Why Spin Class Could Be Damaging Your Hearing
Diligently dragging yourself to the gym multiple times a week is supposed to have a positive effect on your overall health. According to an investigative report by Vox’s Julia Belluz, however, your choice of exercise might wind up doing more harm than good.
Indoor cycling, also known as spin class, has become a fitness staple in recent years, with people congregating indoors to ride stationary bikes at a tempo and pace set by an instructor. These sessions are often scored by music to help motivate participants. As Belluz found out, that music is sometimes so loud that it threatens to induce early-onset hearing loss in both trainers and trainees.
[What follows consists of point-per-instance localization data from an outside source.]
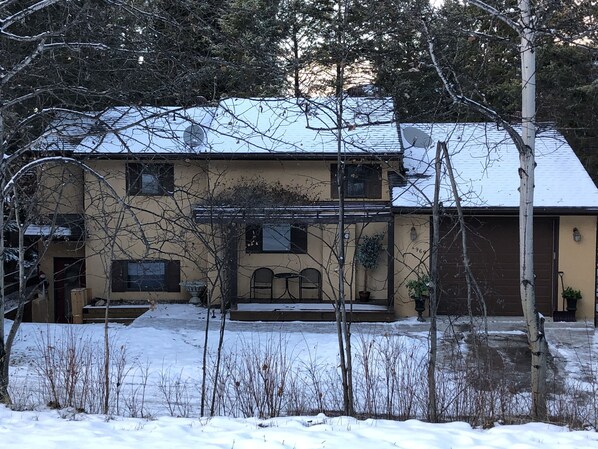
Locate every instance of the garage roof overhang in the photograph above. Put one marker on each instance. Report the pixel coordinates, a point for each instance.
(500, 211)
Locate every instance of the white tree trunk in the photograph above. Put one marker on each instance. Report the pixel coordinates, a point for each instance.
(534, 322)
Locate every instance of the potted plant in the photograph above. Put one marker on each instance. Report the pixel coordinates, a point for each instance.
(418, 291)
(571, 295)
(367, 255)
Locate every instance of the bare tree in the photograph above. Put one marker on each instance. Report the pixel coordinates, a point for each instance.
(526, 26)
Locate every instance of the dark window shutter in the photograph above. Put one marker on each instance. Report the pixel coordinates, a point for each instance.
(253, 239)
(299, 239)
(173, 276)
(333, 179)
(133, 179)
(118, 272)
(166, 176)
(373, 183)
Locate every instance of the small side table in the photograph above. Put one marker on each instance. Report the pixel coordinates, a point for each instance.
(286, 276)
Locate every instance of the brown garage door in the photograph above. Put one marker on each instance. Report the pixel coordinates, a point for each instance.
(493, 246)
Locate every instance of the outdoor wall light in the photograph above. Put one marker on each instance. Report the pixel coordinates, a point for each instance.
(413, 234)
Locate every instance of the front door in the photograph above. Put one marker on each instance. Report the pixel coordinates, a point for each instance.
(69, 273)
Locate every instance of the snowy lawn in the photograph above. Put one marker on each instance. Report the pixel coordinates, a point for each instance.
(62, 430)
(294, 366)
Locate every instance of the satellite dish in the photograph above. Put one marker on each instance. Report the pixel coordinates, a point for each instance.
(194, 136)
(415, 137)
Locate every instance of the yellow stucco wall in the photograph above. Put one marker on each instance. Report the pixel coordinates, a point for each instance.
(411, 257)
(577, 260)
(157, 227)
(150, 227)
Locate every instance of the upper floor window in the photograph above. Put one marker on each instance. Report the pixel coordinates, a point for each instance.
(276, 238)
(150, 179)
(361, 181)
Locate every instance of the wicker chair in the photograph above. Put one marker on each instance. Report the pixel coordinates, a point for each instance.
(310, 279)
(261, 280)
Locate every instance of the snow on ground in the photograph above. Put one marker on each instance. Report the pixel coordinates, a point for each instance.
(167, 343)
(54, 429)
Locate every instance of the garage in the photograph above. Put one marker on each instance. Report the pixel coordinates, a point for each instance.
(493, 247)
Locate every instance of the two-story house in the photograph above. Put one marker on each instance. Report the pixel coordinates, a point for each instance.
(244, 196)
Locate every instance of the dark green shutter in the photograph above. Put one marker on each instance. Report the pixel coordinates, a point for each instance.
(373, 182)
(118, 273)
(333, 179)
(173, 276)
(166, 177)
(299, 239)
(133, 179)
(253, 239)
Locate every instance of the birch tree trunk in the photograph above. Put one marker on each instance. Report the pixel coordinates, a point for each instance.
(534, 322)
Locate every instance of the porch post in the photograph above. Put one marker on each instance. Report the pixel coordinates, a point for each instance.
(390, 275)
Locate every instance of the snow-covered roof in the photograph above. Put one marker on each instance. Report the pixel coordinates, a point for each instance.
(149, 130)
(281, 126)
(296, 126)
(485, 163)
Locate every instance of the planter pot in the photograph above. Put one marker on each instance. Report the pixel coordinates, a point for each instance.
(420, 307)
(571, 304)
(197, 289)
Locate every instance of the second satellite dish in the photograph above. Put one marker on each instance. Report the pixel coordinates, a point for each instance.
(417, 138)
(194, 136)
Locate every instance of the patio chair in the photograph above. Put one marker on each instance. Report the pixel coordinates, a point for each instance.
(310, 279)
(262, 279)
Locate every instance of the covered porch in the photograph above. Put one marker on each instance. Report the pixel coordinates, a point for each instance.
(300, 281)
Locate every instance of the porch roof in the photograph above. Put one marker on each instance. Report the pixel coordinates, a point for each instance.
(317, 213)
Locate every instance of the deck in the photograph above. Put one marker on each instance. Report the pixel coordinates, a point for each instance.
(124, 314)
(305, 311)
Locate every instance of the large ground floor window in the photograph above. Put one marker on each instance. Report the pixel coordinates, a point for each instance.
(146, 275)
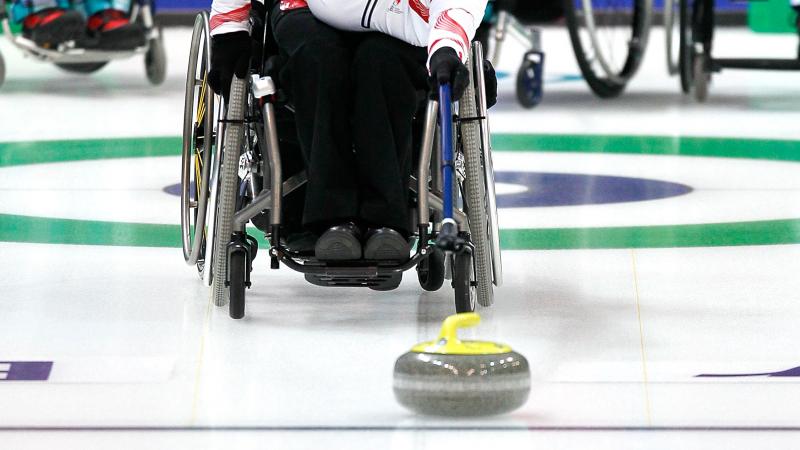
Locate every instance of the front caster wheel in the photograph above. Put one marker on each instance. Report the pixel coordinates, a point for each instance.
(529, 80)
(430, 271)
(464, 283)
(701, 78)
(237, 280)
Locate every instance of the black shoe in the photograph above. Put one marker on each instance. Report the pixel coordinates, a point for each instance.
(386, 245)
(53, 26)
(302, 243)
(339, 243)
(111, 29)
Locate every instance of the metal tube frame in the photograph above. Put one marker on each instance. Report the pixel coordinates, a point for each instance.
(271, 199)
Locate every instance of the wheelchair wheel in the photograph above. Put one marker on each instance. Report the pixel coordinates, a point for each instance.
(237, 279)
(701, 78)
(198, 147)
(84, 68)
(686, 50)
(478, 211)
(430, 271)
(488, 167)
(464, 283)
(155, 60)
(228, 187)
(2, 69)
(609, 38)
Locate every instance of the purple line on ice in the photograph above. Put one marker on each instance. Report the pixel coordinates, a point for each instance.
(25, 370)
(793, 372)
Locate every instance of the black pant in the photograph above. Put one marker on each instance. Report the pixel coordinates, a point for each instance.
(355, 95)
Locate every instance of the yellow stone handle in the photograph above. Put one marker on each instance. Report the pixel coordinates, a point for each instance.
(450, 326)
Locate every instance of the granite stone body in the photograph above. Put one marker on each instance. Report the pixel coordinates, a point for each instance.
(461, 385)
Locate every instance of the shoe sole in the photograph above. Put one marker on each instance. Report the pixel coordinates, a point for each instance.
(337, 246)
(387, 247)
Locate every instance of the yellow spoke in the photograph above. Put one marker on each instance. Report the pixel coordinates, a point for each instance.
(201, 107)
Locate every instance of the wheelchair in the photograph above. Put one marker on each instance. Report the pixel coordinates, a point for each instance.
(693, 23)
(71, 58)
(232, 173)
(608, 38)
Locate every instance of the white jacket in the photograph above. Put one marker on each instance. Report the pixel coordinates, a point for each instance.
(423, 23)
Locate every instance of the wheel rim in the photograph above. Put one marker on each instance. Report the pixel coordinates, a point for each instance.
(612, 36)
(196, 152)
(671, 30)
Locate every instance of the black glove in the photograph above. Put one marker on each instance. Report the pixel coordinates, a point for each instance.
(490, 81)
(446, 67)
(230, 54)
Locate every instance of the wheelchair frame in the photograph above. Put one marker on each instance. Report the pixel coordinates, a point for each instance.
(606, 77)
(249, 121)
(695, 63)
(76, 59)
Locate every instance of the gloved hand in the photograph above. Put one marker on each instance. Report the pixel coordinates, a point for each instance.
(445, 67)
(490, 81)
(230, 54)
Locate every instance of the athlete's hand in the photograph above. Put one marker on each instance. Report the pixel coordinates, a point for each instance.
(230, 54)
(446, 67)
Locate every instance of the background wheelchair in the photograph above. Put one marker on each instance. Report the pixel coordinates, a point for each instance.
(80, 60)
(689, 26)
(608, 37)
(232, 173)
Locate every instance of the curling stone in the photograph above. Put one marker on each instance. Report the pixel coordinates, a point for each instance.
(450, 377)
Belluz measured noise levels at her own fitness studio and found the volume to be in excess of 100 decibels (dB), a dangerously high register that exceeds Department of Labor standards and can be harmful to hearing if exposure lasts longer than 15 minutes. Her finding was in line with a 2016 study that took 17 audio measurements in the Boston area—including major fitness chains—and found that classes regularly rose to the 100 dB level.
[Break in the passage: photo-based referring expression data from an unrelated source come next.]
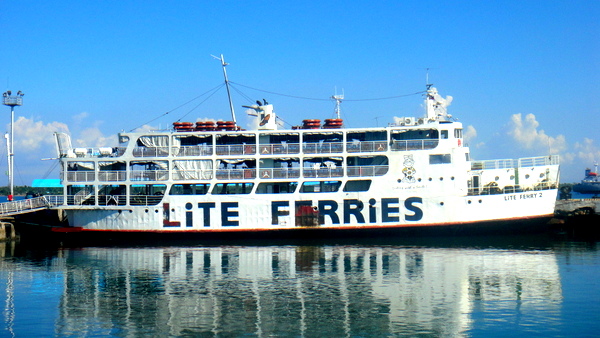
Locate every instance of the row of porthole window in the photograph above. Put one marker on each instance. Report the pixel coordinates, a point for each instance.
(469, 202)
(429, 179)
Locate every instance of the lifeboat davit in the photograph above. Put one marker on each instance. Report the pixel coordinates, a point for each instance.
(333, 123)
(183, 126)
(311, 124)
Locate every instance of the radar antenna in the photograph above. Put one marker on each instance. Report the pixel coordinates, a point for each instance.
(338, 103)
(224, 64)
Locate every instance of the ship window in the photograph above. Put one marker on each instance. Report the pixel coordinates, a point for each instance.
(440, 159)
(80, 195)
(146, 194)
(358, 185)
(189, 189)
(232, 188)
(277, 188)
(320, 186)
(367, 166)
(112, 195)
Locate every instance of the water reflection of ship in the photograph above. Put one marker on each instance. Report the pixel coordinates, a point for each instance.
(590, 184)
(325, 291)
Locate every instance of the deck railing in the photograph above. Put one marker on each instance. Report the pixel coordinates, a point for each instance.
(406, 145)
(149, 175)
(515, 163)
(323, 148)
(151, 151)
(201, 150)
(495, 190)
(236, 174)
(366, 146)
(279, 148)
(368, 170)
(112, 175)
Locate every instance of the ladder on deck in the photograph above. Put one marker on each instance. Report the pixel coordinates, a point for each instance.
(28, 205)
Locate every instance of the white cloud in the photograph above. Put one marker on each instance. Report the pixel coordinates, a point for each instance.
(93, 137)
(586, 152)
(31, 135)
(525, 132)
(79, 118)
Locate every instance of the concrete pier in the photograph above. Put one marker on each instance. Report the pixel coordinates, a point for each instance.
(7, 232)
(577, 207)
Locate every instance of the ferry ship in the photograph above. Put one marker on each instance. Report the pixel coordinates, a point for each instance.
(313, 179)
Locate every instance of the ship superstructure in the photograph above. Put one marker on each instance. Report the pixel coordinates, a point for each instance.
(208, 177)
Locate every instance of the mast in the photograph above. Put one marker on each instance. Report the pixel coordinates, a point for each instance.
(224, 64)
(338, 102)
(11, 101)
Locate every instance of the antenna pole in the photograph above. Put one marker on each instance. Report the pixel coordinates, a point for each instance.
(224, 64)
(11, 101)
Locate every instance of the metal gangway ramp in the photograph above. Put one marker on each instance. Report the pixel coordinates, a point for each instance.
(28, 205)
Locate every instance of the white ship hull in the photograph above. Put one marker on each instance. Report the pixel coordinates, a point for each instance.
(414, 174)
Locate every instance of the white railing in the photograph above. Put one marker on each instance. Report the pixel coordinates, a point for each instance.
(406, 145)
(366, 146)
(279, 148)
(323, 172)
(192, 174)
(151, 152)
(285, 173)
(368, 170)
(201, 150)
(149, 175)
(236, 149)
(495, 190)
(236, 174)
(25, 205)
(80, 176)
(112, 175)
(323, 148)
(515, 163)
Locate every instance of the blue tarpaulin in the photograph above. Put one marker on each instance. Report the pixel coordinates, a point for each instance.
(46, 183)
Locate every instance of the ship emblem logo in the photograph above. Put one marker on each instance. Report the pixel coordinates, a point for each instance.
(409, 170)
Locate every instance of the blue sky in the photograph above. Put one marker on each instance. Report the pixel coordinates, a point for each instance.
(524, 74)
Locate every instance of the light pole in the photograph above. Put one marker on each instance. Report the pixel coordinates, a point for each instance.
(12, 101)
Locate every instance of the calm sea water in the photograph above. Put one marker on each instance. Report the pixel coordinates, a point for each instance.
(473, 287)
Repeated exposure to loud noise can damage the hair cells in the ear that transmit sound to the brain, an injury analogous to grass being bent as it’s being continually walked on. Eventually, the hair cells—like the grass—fail to spring back, leading to hearing loss.
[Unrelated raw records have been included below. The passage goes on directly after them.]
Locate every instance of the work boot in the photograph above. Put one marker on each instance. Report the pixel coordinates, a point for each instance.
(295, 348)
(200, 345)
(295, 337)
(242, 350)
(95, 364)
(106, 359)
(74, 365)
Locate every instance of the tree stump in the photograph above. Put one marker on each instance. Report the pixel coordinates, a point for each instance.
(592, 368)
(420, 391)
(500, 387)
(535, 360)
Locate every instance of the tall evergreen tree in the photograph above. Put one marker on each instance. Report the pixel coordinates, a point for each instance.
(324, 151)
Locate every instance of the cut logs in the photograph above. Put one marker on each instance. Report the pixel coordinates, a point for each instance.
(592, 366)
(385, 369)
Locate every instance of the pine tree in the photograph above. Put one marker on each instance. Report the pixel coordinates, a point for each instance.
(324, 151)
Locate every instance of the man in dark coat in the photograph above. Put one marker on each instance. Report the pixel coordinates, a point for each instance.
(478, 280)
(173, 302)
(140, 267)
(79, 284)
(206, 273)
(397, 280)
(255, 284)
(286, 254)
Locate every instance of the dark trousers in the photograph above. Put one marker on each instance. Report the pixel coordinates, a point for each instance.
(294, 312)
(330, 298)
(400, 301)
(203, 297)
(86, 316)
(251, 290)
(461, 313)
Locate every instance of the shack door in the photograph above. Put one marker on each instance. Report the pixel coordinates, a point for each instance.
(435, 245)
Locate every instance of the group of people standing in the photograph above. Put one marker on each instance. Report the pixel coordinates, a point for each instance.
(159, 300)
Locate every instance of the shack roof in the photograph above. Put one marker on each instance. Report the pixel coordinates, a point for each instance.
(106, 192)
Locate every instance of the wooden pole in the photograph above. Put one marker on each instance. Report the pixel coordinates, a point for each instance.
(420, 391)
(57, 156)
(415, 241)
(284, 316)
Currently, no workplace safety authority (OSHA, National Institute for Occupational Safety and Health) has made any specific spin class-related mandates, though individual sites may face a fine if they’re reported. The best way to mitigate a chance of damage to your hearing is to take sound measurements with a smart phone app and confirm your class isn’t in the 100 dB level. If you’re concerned about the volume, talking to management or wearing earplugs can help buffer the noise pollution.